A warm start is initial estimates of the beta coefficients and bias term supplied to an optimization routine for quicker convergence.

Tips

  • It is a best practice to orient your predictor matrix so that observations correspond to columns and to specify 'ObservationsIn','columns'. As a result, you can experience a significant reduction in optimization-execution time.

  • For better optimization accuracy if the predictor data is high-dimensional and Regularization is 'ridge', set any of these combinations for Solver:

    • 'sgd'

    • 'asgd'

    • 'dual' if Learner is 'svm'

    • {'sgd','lbfgs'}

    • {'asgd','lbfgs'}

    • {'dual','lbfgs'} if Learner is 'svm'

    Other combinations can result in poor optimization accuracy.

  • For better optimization accuracy if the predictor data is moderate- through low-dimensional and Regularization is 'ridge', set Solver to 'bfgs'.

  • If Regularization is 'lasso', set any of these combinations for Solver:

    • 'sgd'

    • 'asgd'

    • 'sparsa'

    • {'sgd','sparsa'}

    • {'asgd','sparsa'}

  • When choosing between SGD and ASGD, consider that:

    • SGD takes less time per iteration, but requires more iterations to converge.

    • ASGD requires fewer iterations to converge, but takes more time per iteration.

  • If the predictor data has few observations, but many predictor variables, then:

    • Specify 'PostFitBias',true.

    • For SGD or ASGD solvers, set PassLimit to a positive integer that is greater than 1, for example, 5 or 10. This setting often results in better accuracy.

  • For SGD and ASGD solvers, BatchSize affects the rate of convergence.

    • If BatchSize is too small, then the software achieves the minimum in many iterations, but computes the gradient per iteration quickly.

    • If BatchSize is too large, then the software achieves the minimum in fewer iterations, but computes the gradient per iteration slowly.

  • Large learning rate (see LearnRate) speed-up convergence to the minimum, but can lead to divergence (that is, over-stepping the minimum). Small learning rates ensure convergence to the minimum, but can lead to slow termination.

  • If Regularization is 'lasso', then experiment with various values of TruncationPeriod. For example, set TruncationPeriod to 1, 10, and then 100.

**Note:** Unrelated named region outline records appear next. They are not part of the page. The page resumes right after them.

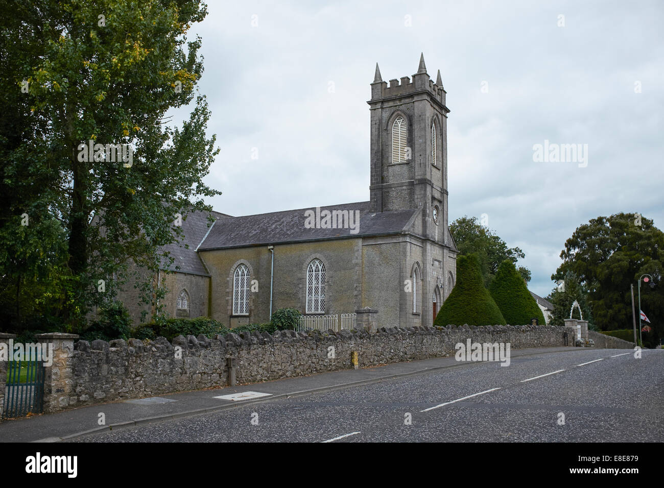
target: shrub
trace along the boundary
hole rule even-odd
[[[203,334],[212,337],[227,331],[223,324],[214,319],[197,317],[195,319],[162,319],[139,326],[131,335],[135,336],[134,339],[153,339],[161,336],[172,341],[179,335],[197,337]]]
[[[301,315],[297,309],[280,308],[272,314],[270,323],[275,327],[274,330],[294,331]]]
[[[457,260],[457,283],[443,303],[434,325],[505,325],[505,318],[489,291],[484,287],[477,256],[461,256]]]
[[[95,320],[80,334],[82,339],[112,341],[116,339],[129,339],[131,319],[125,306],[114,301],[99,310],[100,318]]]
[[[131,333],[131,337],[133,339],[138,339],[141,341],[143,341],[146,339],[153,341],[157,339],[157,333],[149,325],[149,324],[147,324],[145,325],[139,325],[134,329],[133,331]]]
[[[238,327],[235,327],[229,331],[229,332],[238,333],[240,332],[254,332],[254,331],[258,331],[258,332],[268,332],[272,334],[276,330],[277,330],[276,327],[270,323],[250,323],[248,325],[240,325]]]
[[[537,319],[539,325],[546,325],[541,309],[511,261],[506,260],[501,263],[489,285],[489,291],[507,323],[525,325]]]
[[[631,343],[634,342],[633,329],[621,329],[618,331],[604,331],[602,333],[604,335],[610,335],[612,337],[618,337],[618,339],[628,341]],[[636,337],[637,338],[639,337],[638,331],[637,331]]]

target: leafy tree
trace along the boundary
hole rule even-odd
[[[2,10],[0,320],[80,329],[126,282],[129,260],[156,271],[158,250],[182,235],[176,213],[209,210],[202,197],[219,193],[203,183],[218,149],[195,93],[201,39],[187,37],[207,6],[14,0]],[[181,127],[167,123],[187,106]],[[90,158],[89,141],[107,151]],[[124,160],[107,144],[125,145]],[[157,284],[144,287],[155,301]]]
[[[652,220],[633,213],[593,218],[566,240],[560,257],[562,264],[551,279],[564,279],[568,272],[578,277],[588,289],[592,316],[602,331],[632,328],[630,285],[637,309],[639,278],[651,275],[654,289],[641,283],[641,309],[652,323],[651,340],[664,337],[664,233]],[[565,287],[566,291],[566,281]]]
[[[479,222],[477,217],[464,216],[450,224],[450,232],[454,238],[459,254],[474,253],[477,255],[485,286],[489,286],[498,271],[500,264],[505,260],[517,264],[525,254],[518,247],[509,248],[507,244],[488,227]],[[524,266],[518,268],[527,282],[531,280],[531,272]]]
[[[553,312],[551,313],[551,325],[564,325],[565,319],[569,319],[570,312],[572,312],[572,319],[581,319],[579,314],[579,309],[574,307],[572,309],[572,305],[576,301],[581,308],[583,314],[583,319],[588,321],[588,327],[590,330],[596,329],[595,321],[592,317],[592,310],[590,305],[590,300],[588,297],[588,289],[586,288],[576,275],[572,272],[567,272],[564,276],[565,285],[564,291],[558,291],[558,288],[554,288],[546,299],[553,303]]]
[[[505,325],[491,293],[484,287],[479,263],[475,254],[460,256],[457,259],[457,282],[450,296],[443,303],[434,325]]]
[[[539,324],[546,325],[537,302],[511,261],[505,260],[501,264],[489,291],[507,323],[523,325],[537,319]]]

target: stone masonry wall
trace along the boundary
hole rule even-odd
[[[595,341],[595,347],[604,349],[633,349],[634,343],[602,334],[596,331],[588,331],[588,339]]]
[[[459,342],[509,343],[511,349],[564,345],[564,327],[554,326],[463,326],[438,329],[381,328],[364,331],[253,332],[210,339],[179,336],[169,343],[130,339],[79,341],[74,345],[73,382],[50,411],[105,402],[222,387],[227,384],[226,357],[236,358],[238,384],[353,368],[454,355]],[[181,347],[176,358],[175,347]],[[334,357],[330,347],[334,347]],[[66,397],[64,396],[66,396]]]

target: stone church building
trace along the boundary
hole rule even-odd
[[[175,272],[156,277],[171,317],[224,325],[270,321],[270,311],[305,315],[377,310],[378,327],[430,326],[456,279],[448,226],[446,91],[424,56],[412,79],[382,80],[371,99],[369,200],[258,215],[189,214]],[[184,244],[188,244],[188,248]],[[175,267],[177,268],[175,268]],[[138,322],[127,289],[121,299]]]

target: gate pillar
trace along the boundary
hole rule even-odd
[[[74,341],[76,334],[60,332],[35,334],[41,343],[53,345],[53,364],[46,368],[44,382],[44,413],[64,410],[76,402],[74,390]]]

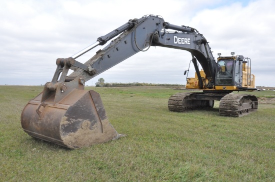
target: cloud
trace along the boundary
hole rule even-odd
[[[154,13],[174,24],[203,33],[214,55],[232,51],[251,58],[256,85],[275,86],[271,77],[272,31],[275,12],[271,0],[8,0],[0,2],[0,84],[40,85],[52,79],[56,60],[95,42],[130,19]],[[78,60],[85,62],[98,46]],[[184,84],[190,54],[162,47],[140,52],[88,82]],[[191,70],[194,69],[191,66]],[[190,76],[194,74],[194,70]],[[268,76],[269,75],[269,76]]]

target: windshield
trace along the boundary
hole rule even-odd
[[[217,85],[232,85],[233,59],[222,59],[218,61],[216,75]]]

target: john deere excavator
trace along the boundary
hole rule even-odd
[[[85,63],[76,60],[111,39]],[[203,91],[172,96],[168,101],[170,111],[212,107],[214,100],[220,101],[222,115],[238,117],[257,110],[254,96],[231,93],[256,90],[250,58],[220,56],[216,62],[206,40],[196,29],[149,15],[130,20],[70,57],[57,59],[52,81],[46,83],[43,91],[22,112],[24,130],[34,138],[72,149],[118,138],[120,135],[109,123],[100,94],[85,90],[85,82],[150,46],[190,52],[196,74],[194,78],[187,78],[186,88]],[[68,75],[70,69],[74,72]]]

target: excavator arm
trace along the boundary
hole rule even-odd
[[[112,39],[84,64],[76,60]],[[85,90],[85,82],[150,46],[190,52],[198,75],[196,60],[210,83],[208,87],[214,87],[216,62],[202,35],[194,28],[170,24],[159,16],[144,16],[129,20],[70,57],[58,58],[52,81],[22,112],[23,129],[34,138],[72,149],[118,138],[121,135],[110,123],[100,95]],[[70,69],[74,71],[68,76]]]

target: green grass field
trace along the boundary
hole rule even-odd
[[[171,88],[92,89],[127,136],[69,150],[21,127],[22,110],[43,87],[0,86],[0,182],[275,181],[275,104],[236,118],[219,116],[218,102],[208,110],[170,112],[170,96],[184,91]]]

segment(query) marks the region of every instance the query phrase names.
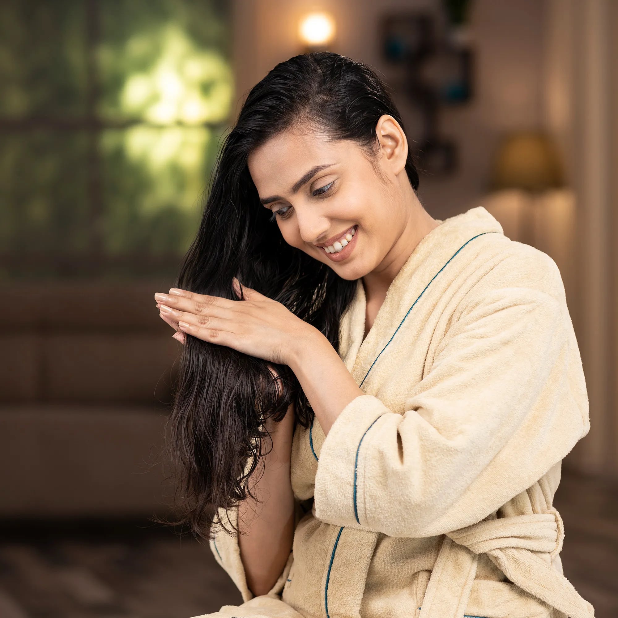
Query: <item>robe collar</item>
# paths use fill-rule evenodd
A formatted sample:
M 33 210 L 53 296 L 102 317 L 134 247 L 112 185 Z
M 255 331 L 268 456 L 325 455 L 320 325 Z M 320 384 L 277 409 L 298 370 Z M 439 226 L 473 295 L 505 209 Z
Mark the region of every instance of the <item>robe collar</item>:
M 439 225 L 421 239 L 391 282 L 364 341 L 366 298 L 362 280 L 357 280 L 354 298 L 341 318 L 339 355 L 359 385 L 415 302 L 421 302 L 419 297 L 451 258 L 480 234 L 504 233 L 481 206 L 436 221 Z

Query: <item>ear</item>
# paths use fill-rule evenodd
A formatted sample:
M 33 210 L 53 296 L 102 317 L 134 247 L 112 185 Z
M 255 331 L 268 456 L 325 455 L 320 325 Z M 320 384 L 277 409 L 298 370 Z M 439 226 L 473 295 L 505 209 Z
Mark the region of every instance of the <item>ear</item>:
M 405 169 L 408 158 L 408 140 L 401 125 L 392 116 L 384 114 L 376 125 L 376 135 L 382 151 L 381 164 L 397 176 Z

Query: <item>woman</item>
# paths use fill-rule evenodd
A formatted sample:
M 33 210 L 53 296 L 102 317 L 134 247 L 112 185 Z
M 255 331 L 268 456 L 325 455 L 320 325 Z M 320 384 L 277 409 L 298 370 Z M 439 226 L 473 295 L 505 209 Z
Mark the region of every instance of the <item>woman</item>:
M 335 54 L 277 65 L 226 140 L 155 295 L 181 520 L 244 601 L 210 616 L 593 615 L 552 506 L 589 428 L 559 270 L 418 187 L 384 85 Z

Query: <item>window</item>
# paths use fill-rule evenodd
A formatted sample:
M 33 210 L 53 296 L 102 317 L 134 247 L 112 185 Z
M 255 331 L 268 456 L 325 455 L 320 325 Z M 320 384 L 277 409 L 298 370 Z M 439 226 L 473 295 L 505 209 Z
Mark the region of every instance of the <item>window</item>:
M 229 124 L 226 7 L 3 6 L 0 276 L 176 274 Z

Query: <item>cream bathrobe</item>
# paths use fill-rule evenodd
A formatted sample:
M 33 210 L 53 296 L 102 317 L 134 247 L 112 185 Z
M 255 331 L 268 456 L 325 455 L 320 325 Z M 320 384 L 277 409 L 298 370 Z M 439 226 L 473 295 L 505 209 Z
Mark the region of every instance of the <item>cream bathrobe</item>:
M 588 431 L 560 273 L 484 208 L 414 249 L 363 341 L 360 280 L 339 350 L 364 394 L 324 438 L 294 434 L 292 552 L 255 597 L 237 540 L 210 546 L 242 605 L 211 616 L 584 618 L 552 501 Z M 235 510 L 221 512 L 235 521 Z

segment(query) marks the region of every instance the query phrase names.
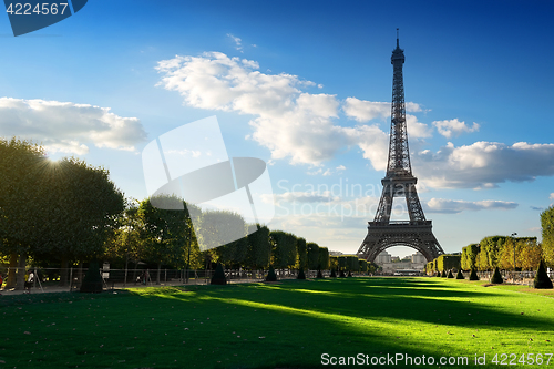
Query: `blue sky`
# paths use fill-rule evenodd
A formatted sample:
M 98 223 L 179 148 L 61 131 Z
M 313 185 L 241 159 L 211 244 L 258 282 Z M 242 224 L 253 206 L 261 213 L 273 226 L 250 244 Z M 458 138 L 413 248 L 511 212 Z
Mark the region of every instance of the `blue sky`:
M 18 38 L 6 14 L 0 135 L 105 166 L 142 199 L 144 146 L 215 115 L 229 156 L 270 164 L 270 228 L 356 253 L 384 175 L 400 28 L 412 170 L 442 247 L 540 237 L 554 203 L 553 11 L 551 1 L 94 0 Z M 406 216 L 400 205 L 394 216 Z

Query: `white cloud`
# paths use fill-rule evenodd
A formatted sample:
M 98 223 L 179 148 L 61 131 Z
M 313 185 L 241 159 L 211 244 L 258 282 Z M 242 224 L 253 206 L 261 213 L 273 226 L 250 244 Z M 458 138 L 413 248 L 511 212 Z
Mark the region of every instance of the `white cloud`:
M 458 119 L 450 121 L 434 121 L 433 125 L 437 127 L 440 134 L 447 139 L 452 136 L 458 136 L 464 132 L 475 132 L 479 131 L 479 124 L 473 122 L 472 126 L 465 124 L 465 122 L 460 122 Z
M 382 120 L 390 116 L 390 103 L 359 100 L 356 98 L 347 98 L 342 106 L 345 114 L 355 119 L 360 123 L 369 122 L 377 117 Z
M 243 40 L 240 38 L 237 38 L 230 33 L 227 33 L 227 37 L 230 38 L 233 40 L 233 42 L 235 42 L 235 49 L 237 49 L 238 51 L 243 52 Z
M 445 213 L 454 214 L 464 211 L 483 211 L 483 209 L 502 209 L 510 211 L 517 207 L 517 203 L 513 202 L 502 202 L 502 201 L 479 201 L 479 202 L 465 202 L 459 199 L 443 199 L 443 198 L 431 198 L 425 204 L 427 213 Z
M 506 145 L 475 142 L 455 147 L 448 143 L 437 153 L 412 157 L 414 175 L 434 188 L 493 188 L 506 181 L 534 181 L 554 175 L 554 144 Z
M 338 202 L 340 198 L 338 196 L 332 196 L 329 191 L 322 193 L 308 193 L 308 192 L 286 192 L 283 194 L 274 195 L 263 195 L 263 201 L 268 202 L 269 196 L 273 196 L 274 204 L 279 204 L 280 202 L 287 203 L 329 203 Z
M 219 52 L 177 55 L 157 65 L 163 73 L 160 85 L 177 91 L 185 104 L 254 115 L 250 137 L 269 148 L 274 160 L 319 166 L 338 150 L 358 145 L 376 168 L 382 167 L 388 135 L 379 127 L 335 125 L 340 104 L 335 95 L 307 93 L 302 89 L 315 86 L 314 82 L 257 69 L 256 62 Z
M 348 98 L 342 105 L 336 95 L 314 94 L 317 86 L 293 74 L 261 73 L 255 61 L 229 58 L 219 52 L 199 57 L 175 57 L 158 62 L 160 85 L 177 91 L 184 103 L 198 109 L 219 110 L 252 115 L 249 135 L 271 152 L 271 160 L 287 158 L 291 164 L 309 164 L 317 170 L 308 174 L 332 172 L 321 168 L 345 147 L 358 146 L 377 171 L 387 168 L 389 134 L 377 124 L 341 126 L 335 123 L 340 111 L 358 121 L 386 119 L 390 103 Z M 407 111 L 423 111 L 407 103 Z M 430 126 L 407 114 L 411 139 L 431 136 Z M 437 121 L 443 135 L 479 130 L 458 119 Z M 438 152 L 412 154 L 414 175 L 424 187 L 493 188 L 506 181 L 533 181 L 540 175 L 554 175 L 554 145 L 475 142 L 455 147 L 452 143 Z
M 134 151 L 146 140 L 136 117 L 122 117 L 100 107 L 72 102 L 0 98 L 0 135 L 42 142 L 50 153 L 89 152 L 96 147 Z

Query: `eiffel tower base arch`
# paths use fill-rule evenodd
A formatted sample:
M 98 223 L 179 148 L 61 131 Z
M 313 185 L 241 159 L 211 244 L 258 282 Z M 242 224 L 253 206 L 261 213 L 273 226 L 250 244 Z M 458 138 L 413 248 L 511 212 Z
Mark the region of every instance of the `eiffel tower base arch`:
M 375 262 L 377 255 L 392 246 L 409 246 L 432 262 L 444 254 L 433 235 L 431 221 L 368 222 L 368 235 L 358 257 Z

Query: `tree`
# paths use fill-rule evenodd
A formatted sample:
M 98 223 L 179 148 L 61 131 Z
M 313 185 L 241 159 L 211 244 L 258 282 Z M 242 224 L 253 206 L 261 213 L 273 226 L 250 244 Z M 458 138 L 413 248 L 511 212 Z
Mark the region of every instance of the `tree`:
M 274 265 L 278 269 L 285 269 L 295 266 L 297 257 L 296 237 L 293 234 L 283 230 L 269 233 L 274 240 Z
M 495 267 L 491 278 L 491 284 L 500 285 L 503 281 L 504 279 L 502 279 L 502 275 L 500 274 L 499 267 Z
M 554 267 L 554 206 L 541 213 L 543 257 L 547 266 Z
M 306 246 L 306 239 L 298 237 L 296 239 L 296 253 L 298 255 L 298 269 L 306 269 L 308 267 L 308 248 Z
M 18 289 L 23 289 L 25 259 L 35 236 L 29 215 L 37 211 L 38 168 L 45 163 L 44 148 L 38 144 L 0 137 L 0 254 L 10 256 L 7 287 L 16 287 L 17 280 Z
M 458 274 L 455 275 L 455 279 L 464 279 L 463 274 L 462 274 L 462 269 L 458 270 Z
M 156 205 L 167 204 L 167 206 L 154 207 L 153 198 L 146 198 L 138 206 L 138 216 L 144 222 L 145 233 L 143 257 L 157 264 L 156 284 L 160 284 L 162 265 L 183 265 L 185 243 L 189 229 L 189 215 L 183 199 L 175 196 L 156 196 Z M 172 204 L 182 204 L 184 209 Z M 163 208 L 161 208 L 163 207 Z
M 308 268 L 316 270 L 319 266 L 319 246 L 316 243 L 307 243 L 308 248 Z
M 474 269 L 479 254 L 479 244 L 471 244 L 462 248 L 461 267 L 463 270 Z
M 223 265 L 217 263 L 217 267 L 215 268 L 214 276 L 212 277 L 212 285 L 226 285 L 227 278 L 225 277 L 225 271 L 223 270 Z
M 275 269 L 269 266 L 269 271 L 267 273 L 266 281 L 277 281 L 277 275 L 275 274 Z
M 255 230 L 256 229 L 256 230 Z M 265 269 L 271 260 L 273 245 L 269 239 L 269 228 L 253 224 L 248 226 L 248 254 L 246 264 L 253 269 Z
M 109 171 L 73 157 L 52 162 L 42 147 L 16 139 L 0 147 L 2 253 L 19 254 L 20 267 L 31 255 L 61 259 L 64 269 L 70 259 L 102 255 L 124 208 Z
M 536 269 L 535 280 L 533 281 L 534 288 L 544 288 L 552 289 L 552 280 L 548 278 L 548 274 L 546 273 L 546 267 L 544 266 L 544 262 L 541 260 L 538 264 L 538 268 Z
M 321 270 L 329 269 L 329 249 L 327 247 L 319 247 L 318 268 Z
M 248 253 L 247 225 L 242 215 L 232 212 L 206 212 L 201 222 L 201 247 L 214 248 L 219 263 L 239 266 L 246 260 Z M 230 237 L 230 238 L 229 238 Z M 238 237 L 228 244 L 226 239 Z M 218 246 L 223 245 L 223 246 Z M 218 247 L 217 247 L 218 246 Z

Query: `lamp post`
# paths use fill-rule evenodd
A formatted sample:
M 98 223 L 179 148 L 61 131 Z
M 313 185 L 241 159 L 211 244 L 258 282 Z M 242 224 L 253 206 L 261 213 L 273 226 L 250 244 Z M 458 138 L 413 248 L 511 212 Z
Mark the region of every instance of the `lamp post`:
M 514 238 L 514 236 L 517 236 L 515 232 L 510 235 L 510 237 L 512 238 Z M 514 283 L 515 283 L 515 238 L 513 239 L 513 243 L 514 243 Z

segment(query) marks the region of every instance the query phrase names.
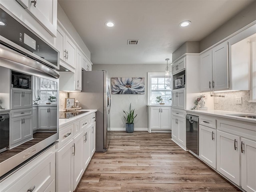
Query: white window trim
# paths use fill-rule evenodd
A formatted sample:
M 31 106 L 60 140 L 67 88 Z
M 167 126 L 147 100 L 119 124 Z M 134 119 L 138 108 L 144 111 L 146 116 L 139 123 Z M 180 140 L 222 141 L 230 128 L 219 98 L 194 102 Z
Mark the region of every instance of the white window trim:
M 162 76 L 165 77 L 165 72 L 148 72 L 148 105 L 154 105 L 151 104 L 151 78 L 152 77 L 159 77 Z M 172 74 L 170 72 L 170 76 Z

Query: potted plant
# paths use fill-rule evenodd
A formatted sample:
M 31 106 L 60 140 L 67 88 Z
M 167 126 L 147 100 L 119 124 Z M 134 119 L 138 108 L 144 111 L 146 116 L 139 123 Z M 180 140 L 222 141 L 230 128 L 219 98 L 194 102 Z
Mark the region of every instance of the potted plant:
M 55 102 L 56 101 L 56 97 L 54 96 L 50 96 L 48 98 L 48 100 L 49 101 L 49 103 L 46 103 L 46 104 L 48 103 L 51 104 L 52 102 Z
M 162 103 L 163 102 L 163 98 L 162 98 L 161 96 L 158 96 L 156 98 L 156 101 L 158 103 L 160 103 L 159 104 L 160 105 L 164 105 L 164 103 Z
M 132 133 L 134 130 L 134 124 L 133 121 L 138 114 L 136 114 L 136 115 L 134 116 L 134 110 L 132 109 L 131 104 L 130 104 L 130 110 L 128 112 L 125 111 L 124 110 L 123 110 L 123 111 L 125 114 L 125 116 L 124 116 L 126 121 L 125 130 L 127 133 Z

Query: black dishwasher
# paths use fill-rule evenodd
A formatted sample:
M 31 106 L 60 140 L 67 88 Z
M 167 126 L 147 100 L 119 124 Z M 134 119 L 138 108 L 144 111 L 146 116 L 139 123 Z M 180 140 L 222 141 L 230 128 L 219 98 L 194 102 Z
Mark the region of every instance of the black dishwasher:
M 199 155 L 199 117 L 187 114 L 186 116 L 186 146 Z

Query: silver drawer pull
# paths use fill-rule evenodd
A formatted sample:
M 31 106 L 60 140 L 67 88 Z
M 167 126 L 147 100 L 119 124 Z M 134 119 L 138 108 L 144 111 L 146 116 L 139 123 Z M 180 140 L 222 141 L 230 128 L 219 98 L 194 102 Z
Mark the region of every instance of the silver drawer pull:
M 68 134 L 67 134 L 66 135 L 65 135 L 64 136 L 64 137 L 68 137 L 68 136 L 69 136 L 70 135 L 70 134 L 71 134 L 71 133 L 68 133 Z
M 35 189 L 35 188 L 36 186 L 34 185 L 34 187 L 33 187 L 32 189 L 28 189 L 28 192 L 32 192 Z

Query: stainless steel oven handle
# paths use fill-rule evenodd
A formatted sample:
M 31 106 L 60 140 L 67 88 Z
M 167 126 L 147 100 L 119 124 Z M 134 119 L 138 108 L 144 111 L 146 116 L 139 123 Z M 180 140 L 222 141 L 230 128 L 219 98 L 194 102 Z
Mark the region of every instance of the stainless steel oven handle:
M 32 67 L 46 73 L 56 79 L 58 79 L 60 77 L 60 75 L 54 70 L 2 45 L 0 45 L 0 58 Z

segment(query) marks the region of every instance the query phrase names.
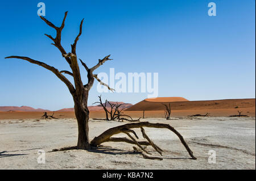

  • For efficiency, the software does not standardize predictor data. To standardize the predictor data (X), enter

    X = bsxfun(@rdivide,bsxfun(@minus,X,mean(X,2)),std(X,0,2));

    The code requires that you orient the predictors and observations as the rows and columns of X, respectively. Also, for memory-usage economy, the code replaces the original predictor data the standardized data.

References

[1] Hsieh, C. J., K. W. Chang, C. J. Lin, S. S. Keerthi, and S. Sundararajan. “A Dual Coordinate Descent Method for Large-Scale Linear SVM.” Proceedings of the 25th International Conference on Machine Learning, ICML ’08, 2001, pp. 408–415.

[2] Langford, J., L. Li, and T. Zhang. “Sparse Online Learning Via Truncated Gradient.” J. Mach. Learn. Res., Vol. 10, 2009, pp. 777–801.

[3] Nocedal, J. and S. J. Wright. Numerical Optimization, 2nd ed., New York: Springer, 2006.

[4] Shalev-Shwartz, S., Y. Singer, and N. Srebro. “Pegasos: Primal Estimated Sub-Gradient Solver for SVM.” Proceedings of the 24th International Conference on Machine Learning, ICML ’07, 2007, pp. 807–814.

[5] Wright, S. J., R. D. Nowak, and M. A. T. Figueiredo. “Sparse Reconstruction by Separable Approximation.” Trans. Sig. Proc., Vol. 57, No 7, 2009, pp. 2479–2493.

[6] Xiao, Lin. “Dual Averaging Methods for Regularized Stochastic Learning and Online Optimization.” J. Mach. Learn. Res., Vol. 11, 2010, pp. 2543–2596.

[7] Xu, Wei. “Towards Optimal One Pass Large Scale Learning with Averaged Stochastic Gradient Descent.” CoRR, abs/1107.2490, 2011.